5 Questions to Ask Yourself Before Building a Chatbot

Travis Nelson
pandorabots-blog
Published in
4 min readMar 20, 2019

So you want to build a chatbot? To get there, you can take a lot of paths with varying levels of complexity (and varying levels of results).

Building a bot is building a product. Approaching chat, whether it is text, voice, or part of a multi-modal experience, should be done in the same way you plan out other products. You need to have consideration for business goals, user goals, success metrics, and resource planning.

We will take a high-level overview of what product planning can mean for chatbots, which is essentially asking yourself a lot of questions.

(Note: there are a lot of reasons to build a bot, but I’ll be focusing on commercial chatbots here.)

Hold up: why are we doing this? (source photos by Benjamin Davies and Rock’n Roll Monkey)

Why are you building a chatbot?

Why you are building a chatbot requires research, and the amount of quality research you do will be correlated with the success of your bot.
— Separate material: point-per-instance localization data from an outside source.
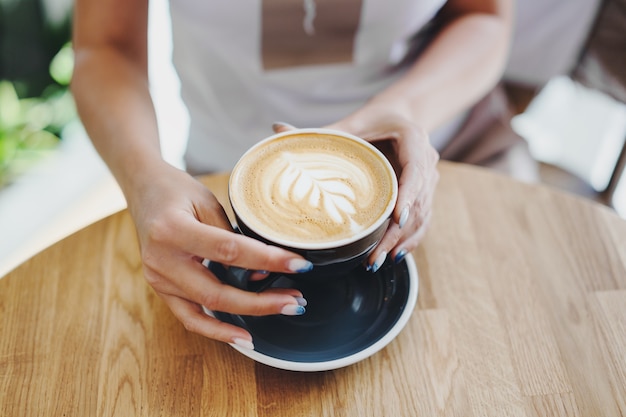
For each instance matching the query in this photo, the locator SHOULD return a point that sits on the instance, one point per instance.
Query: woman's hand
(415, 161)
(180, 223)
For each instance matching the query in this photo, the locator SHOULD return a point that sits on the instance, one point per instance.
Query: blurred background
(565, 81)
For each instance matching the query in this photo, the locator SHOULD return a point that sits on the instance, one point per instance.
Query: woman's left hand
(415, 160)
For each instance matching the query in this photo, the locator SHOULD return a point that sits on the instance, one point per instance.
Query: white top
(235, 60)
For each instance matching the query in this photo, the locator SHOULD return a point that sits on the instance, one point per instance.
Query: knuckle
(212, 300)
(159, 230)
(227, 251)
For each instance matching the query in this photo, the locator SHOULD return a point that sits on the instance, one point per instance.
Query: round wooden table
(521, 312)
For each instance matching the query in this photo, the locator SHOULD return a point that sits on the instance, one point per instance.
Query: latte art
(311, 188)
(323, 184)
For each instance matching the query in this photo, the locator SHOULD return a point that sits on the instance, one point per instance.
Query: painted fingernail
(404, 216)
(299, 265)
(243, 343)
(281, 125)
(293, 310)
(379, 262)
(399, 256)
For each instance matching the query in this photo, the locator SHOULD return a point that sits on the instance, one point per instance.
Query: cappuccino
(314, 188)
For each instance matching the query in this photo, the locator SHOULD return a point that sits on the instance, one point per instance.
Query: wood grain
(521, 312)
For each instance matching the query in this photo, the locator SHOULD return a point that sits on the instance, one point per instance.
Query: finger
(195, 320)
(195, 283)
(230, 248)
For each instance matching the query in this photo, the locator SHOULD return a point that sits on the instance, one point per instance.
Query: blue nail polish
(399, 256)
(379, 262)
(293, 310)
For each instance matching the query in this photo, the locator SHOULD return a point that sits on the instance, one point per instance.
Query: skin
(179, 222)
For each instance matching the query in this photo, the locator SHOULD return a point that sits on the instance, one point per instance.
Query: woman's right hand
(180, 223)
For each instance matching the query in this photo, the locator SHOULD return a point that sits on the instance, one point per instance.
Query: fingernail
(293, 310)
(299, 265)
(404, 216)
(243, 343)
(379, 261)
(279, 125)
(399, 256)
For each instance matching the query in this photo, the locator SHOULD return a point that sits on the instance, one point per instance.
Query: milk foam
(311, 188)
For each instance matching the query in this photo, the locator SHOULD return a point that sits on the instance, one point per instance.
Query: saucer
(347, 319)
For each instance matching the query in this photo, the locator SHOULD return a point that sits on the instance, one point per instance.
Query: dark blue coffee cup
(331, 258)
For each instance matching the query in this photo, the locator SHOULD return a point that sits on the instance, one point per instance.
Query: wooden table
(521, 312)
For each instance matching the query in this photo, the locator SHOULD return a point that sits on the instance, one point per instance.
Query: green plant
(31, 127)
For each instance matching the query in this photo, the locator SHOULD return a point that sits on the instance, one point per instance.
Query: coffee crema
(311, 188)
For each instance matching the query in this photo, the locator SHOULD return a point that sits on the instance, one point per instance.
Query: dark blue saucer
(347, 318)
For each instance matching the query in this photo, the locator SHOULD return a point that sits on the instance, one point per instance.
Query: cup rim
(336, 243)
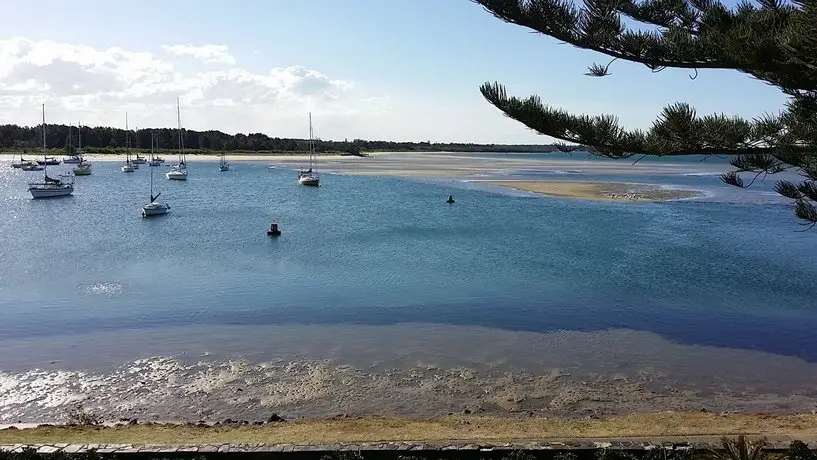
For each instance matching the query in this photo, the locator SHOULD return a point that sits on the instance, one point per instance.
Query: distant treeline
(104, 140)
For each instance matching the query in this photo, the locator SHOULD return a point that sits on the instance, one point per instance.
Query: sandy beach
(599, 190)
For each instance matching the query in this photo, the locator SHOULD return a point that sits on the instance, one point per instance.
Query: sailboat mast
(43, 129)
(311, 142)
(127, 139)
(179, 126)
(45, 160)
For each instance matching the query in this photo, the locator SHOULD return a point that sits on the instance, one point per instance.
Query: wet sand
(599, 190)
(384, 371)
(656, 427)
It is possible to get lucky and have a successful chatbot by taking a shot in the dark, but as anyone who runs a product will tell you, taking the time to understand why and how you are doing something increases the probability that you will obtain market fit.
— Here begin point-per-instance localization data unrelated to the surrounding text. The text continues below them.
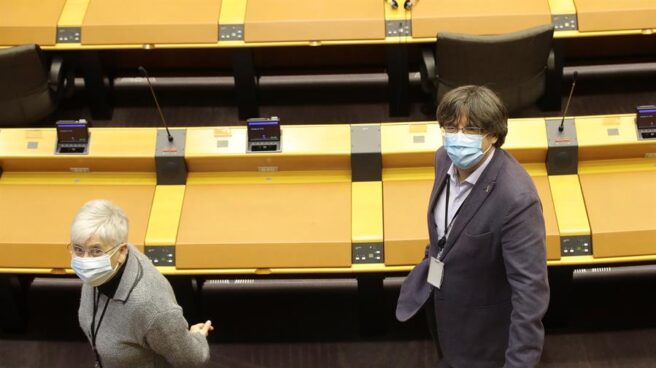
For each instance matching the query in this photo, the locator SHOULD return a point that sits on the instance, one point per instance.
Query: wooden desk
(116, 22)
(477, 16)
(261, 222)
(621, 212)
(36, 212)
(613, 15)
(29, 21)
(302, 20)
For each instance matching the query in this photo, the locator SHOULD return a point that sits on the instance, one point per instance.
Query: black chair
(521, 67)
(31, 87)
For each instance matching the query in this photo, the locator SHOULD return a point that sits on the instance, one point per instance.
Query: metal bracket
(161, 255)
(69, 34)
(368, 253)
(398, 28)
(564, 22)
(231, 32)
(580, 245)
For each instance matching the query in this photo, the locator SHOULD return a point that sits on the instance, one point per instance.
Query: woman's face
(93, 245)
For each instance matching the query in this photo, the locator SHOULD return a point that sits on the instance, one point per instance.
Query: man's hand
(202, 328)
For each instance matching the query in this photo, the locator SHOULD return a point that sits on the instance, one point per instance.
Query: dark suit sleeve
(523, 243)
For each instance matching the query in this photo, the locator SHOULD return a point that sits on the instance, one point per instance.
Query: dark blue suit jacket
(495, 291)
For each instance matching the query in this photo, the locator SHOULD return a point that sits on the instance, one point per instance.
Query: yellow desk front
(40, 192)
(617, 172)
(267, 210)
(302, 20)
(477, 16)
(115, 22)
(29, 21)
(408, 151)
(613, 15)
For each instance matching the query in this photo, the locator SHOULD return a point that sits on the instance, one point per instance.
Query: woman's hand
(202, 328)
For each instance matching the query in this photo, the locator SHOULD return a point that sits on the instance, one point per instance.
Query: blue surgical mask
(94, 271)
(465, 150)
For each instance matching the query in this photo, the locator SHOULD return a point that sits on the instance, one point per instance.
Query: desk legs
(371, 302)
(96, 91)
(245, 83)
(13, 302)
(560, 285)
(398, 81)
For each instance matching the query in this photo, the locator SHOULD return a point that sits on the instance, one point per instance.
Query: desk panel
(477, 16)
(262, 225)
(36, 219)
(406, 232)
(29, 21)
(110, 22)
(622, 212)
(110, 149)
(317, 20)
(549, 213)
(615, 15)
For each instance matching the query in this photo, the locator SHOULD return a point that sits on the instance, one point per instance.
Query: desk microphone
(144, 72)
(393, 3)
(569, 99)
(409, 4)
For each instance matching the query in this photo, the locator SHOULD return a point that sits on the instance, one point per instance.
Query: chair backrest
(24, 93)
(513, 65)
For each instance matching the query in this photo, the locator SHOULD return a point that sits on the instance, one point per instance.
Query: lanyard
(95, 327)
(447, 224)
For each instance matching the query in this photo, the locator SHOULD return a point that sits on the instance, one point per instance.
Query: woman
(127, 309)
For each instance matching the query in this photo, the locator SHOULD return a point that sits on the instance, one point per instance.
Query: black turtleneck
(109, 288)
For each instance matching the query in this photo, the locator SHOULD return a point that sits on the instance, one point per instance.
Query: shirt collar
(473, 177)
(131, 276)
(109, 288)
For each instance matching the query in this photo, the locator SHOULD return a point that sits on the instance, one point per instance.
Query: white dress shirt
(458, 192)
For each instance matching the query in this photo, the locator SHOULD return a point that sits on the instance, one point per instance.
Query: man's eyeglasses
(94, 251)
(465, 130)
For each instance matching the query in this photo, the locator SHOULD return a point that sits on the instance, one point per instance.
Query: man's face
(488, 139)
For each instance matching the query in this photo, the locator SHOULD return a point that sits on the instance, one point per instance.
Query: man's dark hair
(479, 106)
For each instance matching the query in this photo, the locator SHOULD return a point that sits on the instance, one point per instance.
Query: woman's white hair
(101, 218)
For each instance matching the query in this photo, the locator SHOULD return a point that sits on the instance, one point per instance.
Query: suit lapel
(440, 180)
(481, 190)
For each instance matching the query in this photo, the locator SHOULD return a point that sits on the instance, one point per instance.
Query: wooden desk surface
(265, 225)
(110, 22)
(306, 147)
(29, 21)
(622, 212)
(36, 219)
(302, 20)
(477, 16)
(613, 15)
(110, 149)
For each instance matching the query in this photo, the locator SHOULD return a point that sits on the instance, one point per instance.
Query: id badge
(435, 272)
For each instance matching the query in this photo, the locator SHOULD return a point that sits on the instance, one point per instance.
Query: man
(483, 280)
(127, 308)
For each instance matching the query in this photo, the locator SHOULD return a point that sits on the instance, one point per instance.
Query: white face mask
(94, 271)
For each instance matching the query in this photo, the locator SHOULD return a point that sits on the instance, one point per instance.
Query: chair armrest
(427, 69)
(61, 79)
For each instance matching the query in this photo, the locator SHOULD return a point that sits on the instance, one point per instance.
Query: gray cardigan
(143, 325)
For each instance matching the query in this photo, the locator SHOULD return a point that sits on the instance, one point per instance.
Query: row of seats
(337, 199)
(74, 24)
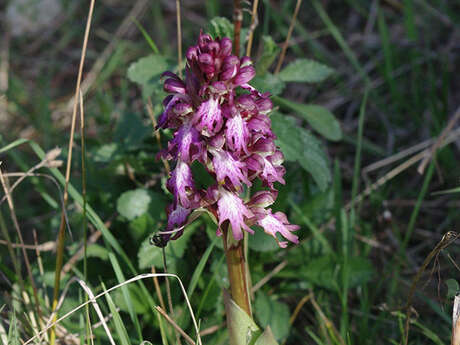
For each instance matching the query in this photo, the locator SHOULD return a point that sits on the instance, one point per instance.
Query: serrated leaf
(220, 27)
(241, 327)
(268, 82)
(133, 203)
(305, 70)
(269, 54)
(273, 313)
(266, 338)
(299, 145)
(318, 117)
(149, 255)
(147, 68)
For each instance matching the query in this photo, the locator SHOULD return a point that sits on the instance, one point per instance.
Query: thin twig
(269, 276)
(21, 240)
(439, 141)
(288, 37)
(254, 21)
(132, 280)
(175, 325)
(61, 236)
(179, 38)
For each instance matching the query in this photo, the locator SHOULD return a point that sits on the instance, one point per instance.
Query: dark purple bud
(213, 48)
(218, 141)
(182, 109)
(225, 46)
(246, 102)
(192, 53)
(246, 61)
(244, 75)
(264, 105)
(218, 87)
(174, 86)
(228, 73)
(203, 40)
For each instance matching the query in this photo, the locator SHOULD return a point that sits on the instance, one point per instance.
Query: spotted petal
(230, 207)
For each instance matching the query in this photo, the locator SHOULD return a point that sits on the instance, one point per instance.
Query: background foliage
(362, 81)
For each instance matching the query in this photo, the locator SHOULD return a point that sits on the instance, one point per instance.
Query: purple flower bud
(192, 53)
(181, 184)
(203, 40)
(218, 87)
(182, 109)
(263, 199)
(227, 167)
(246, 61)
(237, 134)
(264, 105)
(174, 86)
(273, 223)
(225, 46)
(230, 207)
(217, 141)
(244, 75)
(209, 117)
(212, 48)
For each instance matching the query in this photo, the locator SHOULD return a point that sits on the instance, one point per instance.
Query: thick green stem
(236, 264)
You should be able to answer the following questions:

  • Is chat or voice interaction the best solution for your users?
  • What does the bot need to be be able to do?
  • Who are your users that will interact with your bot?
Find the right type of home. (source photos by Luke Stackpoole and Sorry imKirk)

Where will your bot live?

The first part of where will your bot live refers to your users: where do your customers want to interact with your bot? Are they going to chat with your bot in their existing social channels, or are they seeking you out somewhere else?

The second part refers to the channel itself: what are the capabilities required by your bot and can the channel meet them? If you have requirements that are not specifically supported by your channel(s), like getting location data, can you work around that by asking for an address or intersection? Will you need different capabilities and workarounds for different channels?

The third, and final, part is: where is your bot hosted, and does it have access/integrations into the channels you want? Depending on your goals, you may want to select an extensible platform with a lot of available channels to grow your bot, or an available API to build out future integrations, even if those channels are not natively supported.

Who is your bot?

Your bot will be an extension of your brand, but you can also make room to define a separate experience from your primary branding voice by using a character or personifying your bot. Deciding who your bot represents will also affect if or how the bot refers to itself. For example, your bot could say “I am looking for that info” if the bot has its own personality, “We are accessing that information” to represent your company, or omit pronouns altogether “Pulling up profile information”.

People interacting with a bot will treat your chatbot like a bot most of the time, but conversational conventions will still come into play and can improve your customer experience.

Deciding who your bot is will likely include your branding or marketing teams.

Success will take a while. (source photos by Wolfgang Lutz and Kaboompics)

What is success?

As with any product or feature, you should define what success looks like for your bot. What metrics do you need to capture and meet? Common examples include: turns-per-conversation (higher in brand engagement use cases; lower in a customer service or FAQ scenario), click-through-rates, conversions (like sign-ups, survey completion, or product purchase), live agent escalation, and customer satisfaction. Key performance indicators (KPIs) will vary depending on the use case and overarching project goals, but regardless, these metrics should close the loop on why you are building your bot.

Pre-defined metrics are a solid place to start, but you should also be prepared to revise your targets as your bot is out in the wild. You may notice emergent behaviors with your users you want to capitalize on. Because messaging and voice are relatively new engagement platforms, you may learn things about your customers that didn’t surface in any other user research, as they will interact differently and have different expectations in a new medium.

How do we achieve success?

At this point, you know why you are building a bot, where to build and deploy it, who your bot will be, and what to measure. But how do make all of those things happen?

Going back to product planning, you are going to need resources to execute. Depending on your ambition, your resources can go from just you to small teams to entire companies to looping in outside agencies, and this is all before thinking about the launch plan and marketing.

Plan to have resources to update your bot on a regular basis. Even if you intend to have the capabilities remain static, you will still need someone to manage new inputs from users that haven’t been defined yet.

The key to a successful bot comes after initial deployment, when you find out exactly how your users are interacting through their conversational inputs.